Register a WebSocket handler for a path pattern (supports {param}).

#include_router

python
def include_router(self, other: Router, prefix: str | None=None, deps: dict[str, Callable] | None=None) -> None

Copy all routes from other into this router.

If prefix is given (e.g. "/api/v1"), its segments are prepended to every copied route's pattern.

If deps is given (a dict mapping names to factory callables), they are merged into each copied route's deps. Router-level deps are listed first so that per-handler deps can override them.

#match

python
def match(self, method: str, path: str) -> tuple[Callable, dict[str, Any]] | None

Return (handler, path_params) or None if no route matches.

Path parameter values are coerced to their declared types (e.g., {id:int} produces an int). If coercion fails the route does not match, allowing fall-through to 404.

#_match_with_deps

python
def _match_with_deps(self, method: str, path: str) -> tuple[Callable, dict[str, Any], dict[str, Callable], type | None] | None

Return (handler, path_params, deps, response_model) or None.

Internal variant of :meth:match that also returns the merged dependency dict and response_model for the matched route. Used by create_app for DI resolution and response validation.

#_match_with_path_param

python
def _match_with_path_param(pattern: list[ParsedSegment], segments: list[str], path_idx: int) -> dict[str, Any] | None

Match a route pattern containing a :path greedy parameter.

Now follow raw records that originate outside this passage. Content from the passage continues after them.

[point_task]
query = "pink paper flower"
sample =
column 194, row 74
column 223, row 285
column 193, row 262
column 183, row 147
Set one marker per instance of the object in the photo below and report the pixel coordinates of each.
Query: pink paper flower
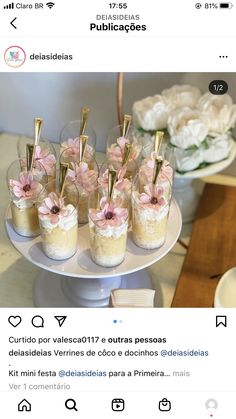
column 45, row 158
column 82, row 176
column 71, row 148
column 53, row 208
column 116, row 151
column 152, row 197
column 110, row 215
column 26, row 187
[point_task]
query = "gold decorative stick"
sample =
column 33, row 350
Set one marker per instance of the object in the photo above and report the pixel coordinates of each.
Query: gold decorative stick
column 29, row 156
column 158, row 140
column 62, row 177
column 126, row 125
column 37, row 130
column 126, row 155
column 111, row 183
column 83, row 139
column 83, row 119
column 157, row 168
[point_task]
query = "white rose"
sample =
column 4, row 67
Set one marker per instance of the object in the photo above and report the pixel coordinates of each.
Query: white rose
column 187, row 160
column 179, row 96
column 219, row 113
column 186, row 128
column 218, row 148
column 150, row 113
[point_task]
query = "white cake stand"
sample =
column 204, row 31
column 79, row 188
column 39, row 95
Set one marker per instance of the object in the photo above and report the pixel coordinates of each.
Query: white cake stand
column 185, row 192
column 78, row 281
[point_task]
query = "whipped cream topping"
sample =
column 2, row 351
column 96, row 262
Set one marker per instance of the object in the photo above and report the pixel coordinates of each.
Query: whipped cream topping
column 145, row 214
column 63, row 222
column 114, row 232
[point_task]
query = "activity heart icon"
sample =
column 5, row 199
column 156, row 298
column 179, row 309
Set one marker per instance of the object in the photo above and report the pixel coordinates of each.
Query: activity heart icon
column 14, row 320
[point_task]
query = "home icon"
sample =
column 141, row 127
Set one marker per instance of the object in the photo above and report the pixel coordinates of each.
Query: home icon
column 24, row 406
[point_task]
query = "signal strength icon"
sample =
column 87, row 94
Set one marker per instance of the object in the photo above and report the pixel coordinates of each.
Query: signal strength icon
column 9, row 6
column 50, row 4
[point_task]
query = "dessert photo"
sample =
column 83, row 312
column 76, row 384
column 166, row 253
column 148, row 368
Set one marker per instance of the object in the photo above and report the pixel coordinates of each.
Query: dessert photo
column 118, row 190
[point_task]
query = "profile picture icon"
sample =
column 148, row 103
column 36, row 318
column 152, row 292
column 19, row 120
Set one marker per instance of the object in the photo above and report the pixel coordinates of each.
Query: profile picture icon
column 14, row 56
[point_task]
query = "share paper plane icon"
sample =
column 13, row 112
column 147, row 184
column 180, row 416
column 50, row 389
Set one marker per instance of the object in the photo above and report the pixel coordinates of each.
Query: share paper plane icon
column 60, row 319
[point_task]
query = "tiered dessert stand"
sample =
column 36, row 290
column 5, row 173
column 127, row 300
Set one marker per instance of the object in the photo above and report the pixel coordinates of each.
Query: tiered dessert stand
column 78, row 281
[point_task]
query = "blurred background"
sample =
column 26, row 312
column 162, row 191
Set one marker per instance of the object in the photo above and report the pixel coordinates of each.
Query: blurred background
column 58, row 98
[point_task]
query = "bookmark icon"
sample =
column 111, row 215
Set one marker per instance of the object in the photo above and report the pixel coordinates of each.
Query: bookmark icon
column 60, row 319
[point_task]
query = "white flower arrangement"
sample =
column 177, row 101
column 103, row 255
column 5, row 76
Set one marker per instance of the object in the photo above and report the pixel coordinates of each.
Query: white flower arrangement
column 199, row 126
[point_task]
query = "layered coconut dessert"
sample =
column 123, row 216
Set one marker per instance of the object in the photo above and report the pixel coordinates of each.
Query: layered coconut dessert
column 108, row 226
column 71, row 148
column 58, row 225
column 24, row 193
column 165, row 176
column 85, row 179
column 150, row 211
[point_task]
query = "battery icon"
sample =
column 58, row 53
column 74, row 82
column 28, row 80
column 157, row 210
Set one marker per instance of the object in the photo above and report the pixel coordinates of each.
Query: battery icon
column 226, row 5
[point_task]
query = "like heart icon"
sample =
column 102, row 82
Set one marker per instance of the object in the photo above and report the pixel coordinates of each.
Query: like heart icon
column 14, row 320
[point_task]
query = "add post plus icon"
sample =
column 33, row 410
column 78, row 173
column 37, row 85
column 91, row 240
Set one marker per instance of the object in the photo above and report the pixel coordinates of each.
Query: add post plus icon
column 118, row 405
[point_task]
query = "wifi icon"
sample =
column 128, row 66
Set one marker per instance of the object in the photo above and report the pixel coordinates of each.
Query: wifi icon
column 50, row 4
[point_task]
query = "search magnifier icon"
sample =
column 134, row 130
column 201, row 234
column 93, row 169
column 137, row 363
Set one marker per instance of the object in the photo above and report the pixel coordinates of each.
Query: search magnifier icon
column 71, row 404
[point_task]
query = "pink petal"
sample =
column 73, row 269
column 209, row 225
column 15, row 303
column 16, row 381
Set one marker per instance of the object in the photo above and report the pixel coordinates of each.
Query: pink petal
column 144, row 198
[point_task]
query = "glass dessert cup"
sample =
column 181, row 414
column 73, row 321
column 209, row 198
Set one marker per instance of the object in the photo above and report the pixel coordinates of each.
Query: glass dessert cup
column 58, row 220
column 84, row 176
column 116, row 145
column 166, row 175
column 69, row 140
column 150, row 211
column 45, row 155
column 24, row 188
column 108, row 227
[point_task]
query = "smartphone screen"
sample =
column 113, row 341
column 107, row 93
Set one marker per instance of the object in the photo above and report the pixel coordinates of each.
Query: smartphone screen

Literal/typed segments before the :path param must match exactly. Literal/typed segments after the :path param are matched from the end of the path. Everything in between is consumed by the :path parameter (joined with "/").

#match_ws

python
def match_ws(self, path: str) -> tuple[Callable, dict[str, Any]] | None

Return (handler, path_params) for a WebSocket path, or None.

#_match_ws_with_deps

python
def _match_ws_with_deps(self, path: str) -> tuple[Callable, dict[str, Any], dict[str, Callable]] | None

Return (handler, path_params, deps) for a WebSocket path, or None.

Internal variant of :meth:match_ws that also returns deps.

#AppConfig

Configuration for :func:create_app.

All fields correspond to the keyword arguments of create_app. Pass an AppConfig instance as the config parameter, and/or supply individual keyword arguments. Keyword arguments override matching fields on the config object.